Ein interessanter Aspekt bezüglich familialer Pflege stellt ihre Abhängigkeit von der Schichtzugehörigkeit dar: „In der Unterschicht ist die Pflegebereitschaft noch weit verbreitet. Im liberal-bürgerlichen Milieu hingegen nimmt sie allmählich ab.“ (s. Fröhlingsdorf, 2005, 88). Pflegende mit einer niedrigeren Schichtzugehörigkeit nehmen auch weniger außerhäusliche Hilfe bei ihrer Pflegetätigkeit in Anspruch als Angehörige höhergestellter Milieus (vgl. Hagen, 2001, S. 103). Als eine mögliche Ursache hierfür werden neben schichtspezifischen Wertvorstellungen auch materielle Aspekte vermutet. So haben z.B. Geringverdiener weniger finanzielle Einbußen als Besserverdienende, wenn sie zugunsten der Pflegetätigkeit ihren Arbeitsplatz aufgeben. Auch zeitliche Kriterien spielen hierbei eine Rolle, da z.B. ein arbeitsloser Angehöriger über größere zeitliche Ressourcen verfügt und die Pflegetätigkeit zudem evtl. auch als sinnstiftende, tagesstrukturierende Aufgabe begreift. Die höhere Arbeitslosigkeit in den neuen Bundesländern wird auch als Begründung für das Phänomen herangezogen, dass dort vergleichsweise mehr Männer in häuslichen Pflegesituationen aktiv sind (vgl. Niejahr, 2007, 22).

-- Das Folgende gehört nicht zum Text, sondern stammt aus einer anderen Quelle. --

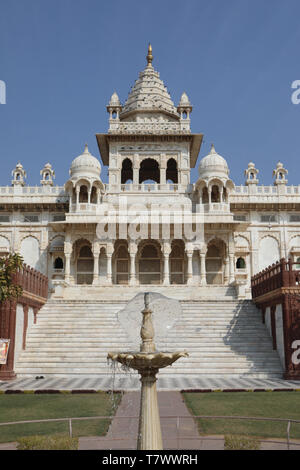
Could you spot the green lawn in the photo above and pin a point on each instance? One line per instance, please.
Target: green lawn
(45, 406)
(256, 404)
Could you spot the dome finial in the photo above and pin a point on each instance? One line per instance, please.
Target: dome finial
(149, 55)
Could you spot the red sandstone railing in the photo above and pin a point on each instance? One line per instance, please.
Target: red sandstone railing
(32, 281)
(280, 274)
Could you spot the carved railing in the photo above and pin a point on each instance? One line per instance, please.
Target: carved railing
(32, 281)
(280, 274)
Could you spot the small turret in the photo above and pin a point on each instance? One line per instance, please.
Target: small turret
(48, 175)
(19, 175)
(279, 173)
(184, 108)
(251, 174)
(114, 107)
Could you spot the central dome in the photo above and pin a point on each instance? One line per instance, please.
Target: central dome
(213, 165)
(85, 165)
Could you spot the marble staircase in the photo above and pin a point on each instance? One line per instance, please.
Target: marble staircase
(224, 337)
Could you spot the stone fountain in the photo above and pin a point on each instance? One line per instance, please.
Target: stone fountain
(147, 362)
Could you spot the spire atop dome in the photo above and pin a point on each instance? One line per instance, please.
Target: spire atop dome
(149, 56)
(212, 150)
(86, 149)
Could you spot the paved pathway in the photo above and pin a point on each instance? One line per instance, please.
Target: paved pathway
(182, 435)
(129, 382)
(176, 435)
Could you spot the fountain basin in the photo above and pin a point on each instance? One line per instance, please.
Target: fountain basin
(140, 360)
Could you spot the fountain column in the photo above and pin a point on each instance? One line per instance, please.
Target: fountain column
(132, 253)
(166, 253)
(203, 269)
(190, 267)
(149, 436)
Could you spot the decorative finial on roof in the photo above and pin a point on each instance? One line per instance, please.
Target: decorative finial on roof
(149, 55)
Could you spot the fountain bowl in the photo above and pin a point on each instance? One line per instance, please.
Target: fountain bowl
(146, 360)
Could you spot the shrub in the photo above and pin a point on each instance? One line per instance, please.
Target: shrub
(48, 443)
(240, 443)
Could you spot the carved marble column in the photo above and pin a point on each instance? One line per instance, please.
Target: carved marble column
(166, 254)
(77, 198)
(132, 254)
(109, 253)
(96, 253)
(203, 269)
(226, 270)
(189, 254)
(231, 268)
(67, 252)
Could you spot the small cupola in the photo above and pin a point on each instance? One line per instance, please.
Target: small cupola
(19, 175)
(213, 165)
(251, 174)
(280, 174)
(114, 107)
(184, 108)
(48, 175)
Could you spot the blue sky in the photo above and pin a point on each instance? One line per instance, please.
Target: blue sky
(236, 59)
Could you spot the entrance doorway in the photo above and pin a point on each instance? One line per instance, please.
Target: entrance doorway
(85, 265)
(215, 262)
(150, 265)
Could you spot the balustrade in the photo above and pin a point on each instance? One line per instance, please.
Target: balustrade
(32, 281)
(280, 274)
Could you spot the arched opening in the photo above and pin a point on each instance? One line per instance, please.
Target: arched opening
(150, 264)
(122, 265)
(83, 194)
(149, 171)
(58, 263)
(240, 263)
(215, 194)
(215, 262)
(172, 173)
(85, 265)
(127, 171)
(177, 263)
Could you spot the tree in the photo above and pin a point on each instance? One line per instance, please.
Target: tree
(9, 265)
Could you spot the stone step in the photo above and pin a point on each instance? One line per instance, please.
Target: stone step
(222, 337)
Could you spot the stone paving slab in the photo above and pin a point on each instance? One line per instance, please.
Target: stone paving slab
(175, 434)
(129, 382)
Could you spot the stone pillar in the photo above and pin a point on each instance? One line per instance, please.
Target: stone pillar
(190, 267)
(25, 325)
(163, 176)
(132, 253)
(77, 197)
(166, 254)
(96, 253)
(98, 196)
(149, 434)
(109, 253)
(67, 266)
(136, 167)
(203, 269)
(209, 195)
(231, 268)
(226, 271)
(8, 331)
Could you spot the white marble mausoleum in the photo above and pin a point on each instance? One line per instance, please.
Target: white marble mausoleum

Obwohl sich der Männeranteil unter den pflegenden Angehörigen insgesamt von 17 % zu Beginn der 90er Jahre auf 27 % merklich erhöht hat, sind Frauen innerhalb der Pflege immer noch deutlich überrepräsentiert (vgl. MuG III, 2005, 90). Manche Studien beobachten die Tendenz, dass infolge der Zunahme weiblicher Erwerbstätigkeit die Pflege durch Töchter und Schwiegertöchter leicht rückläufig ist. Ihre Position wird dann häufig durch Personen ausgeglichen, die in ihrer fehlenden bzw. geringen Beschäftigung einen Anreiz für die Pflegeübernahme sehen (vgl. Meyer, 2006, 23). Allerdings rangieren Töchter bei den Hauptpflegepersonen nach den Ehepartnern mit 25 % immer noch auf dem zweiten Platz, so dass ihre Präsenz in häuslichen Pflegesettings nach wie vor erheblich ist (vgl. MuG III, 2005, 77). Bei der Betreuung von Angehörigen mit Demenz ist die ungleiche Verteilung der Geschlechter in Bezug auf die Pflegeaufgaben sogar noch signifikanter. Wenn Männer in der häuslichen Pflege aktiv werden, sind es vorwiegend ihre Ehefrauen, deren Pflege sie übernehmen (vgl. Meyer, 2006, 22). Auch die Form, wie Männer sich an Pflege beteiligen, unterscheidet sich deutlich von den Aufgaben, die Frauen übernehmen. Während Frauen überwiegend in die „direkte“ Pflege, also auch Körperpflege und Hauswirtschaft involviert sind, übernehmen Männer häufiger Funktionen des „Pflegemanagements“, d.h. die Organisation von Pflege. Als Hintergrund dieses Phänomens wird das traditionelle Rollenverständnis vermutet, das in Pflegesituationen noch besonders evident ist: „In kaum einem anderen Lebensbereich wirken klassische Rollenerwartungen an Männer und Frauen so unwidersprochen fort wie bei der Pflege.“ (s. Niejahr, 2007, 22).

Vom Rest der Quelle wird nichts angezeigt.